Beautiful-Ugly Monuments: Should They Stay or Should They Go? How The Beauty of Ugly Monuments Challenges Us

Courtesy of the Daily Mail

All of us have been swept up in the horrible violence and rhetoric that occurred last weekend in Charlottesville, VA.  As you probably know, the initial spark to this was dismantling of the city’s statue/monument memorializing  the Confederacy’s top general, Robert E. Lee.   The city’s leadership wanted it down.  White Nationalists wanted it to stay.  I’m sure most of you, like me, would want that statue not only taken down, but destroyed.  While it may have been crafted beautifully (as President Trump seems to think), it stands for something very, very ugly.

I discussed this with my friends back in May and one challenged me saying that we NEED these monuments to remain. “If we take the beautiful, but, ugly monuments down,” he said, “will we forget the ugliness they symbolize?”  Condoleezza Rice argued the same thing.  A few months back she was quoted saying in the Washington Examiner, “I want us to have to look at those names and recognize what they did and to be able to tell our kids what they did and for them to have a sense of their own history.  When you start wiping out your history, sanitizing your history to make you feel better it’s a bad thing…”

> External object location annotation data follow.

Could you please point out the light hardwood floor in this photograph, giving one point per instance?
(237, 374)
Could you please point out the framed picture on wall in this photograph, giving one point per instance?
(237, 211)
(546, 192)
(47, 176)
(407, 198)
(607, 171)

I see their point.  There are many beautiful, yet, ugly monuments.  In countries around the world stand beautifully crafted structures that represent ugly behaviors, philosophies and leaders, think Czars’ castles or Egypt’s Pyramids, for example.  But  having them remain is critical.  Not because we endorse the behaviors of the leaders behind these places, but because they force us to remember.   But I think it goes further than that.  Their very beauty challenges us.  We are forced to ask “how can something so beautiful be so bad?”

A few years back I wrote a post around a similar topic: The Stark Contrast Makes It The Most Chilling & Appropriate.  In it I reflect upon journalist’s, Laura Kelly‘s, visit to the beautiful, picturesque village of Wannsee on the outskirts of Berlin.  In this town, and, in particular, in a beautiful villa that still remains there, the Nazis met to conceive the Final Solution.  My initial response to such a place was also “tear it down!”  But then I realize we need to maintain these places.  Like Rice’s point, they remind us of our history.

But why not just keep the ugly reminders: concentration camps, parts of the Berlin wall, or bombed out buildings?  Wouldn’t keeping the beautiful (but ugly) reminders offer the wrong message?  Couldn’t we be at risk of people interpreting the very presence of these beautiful structures as a sign that we should admire this dark history?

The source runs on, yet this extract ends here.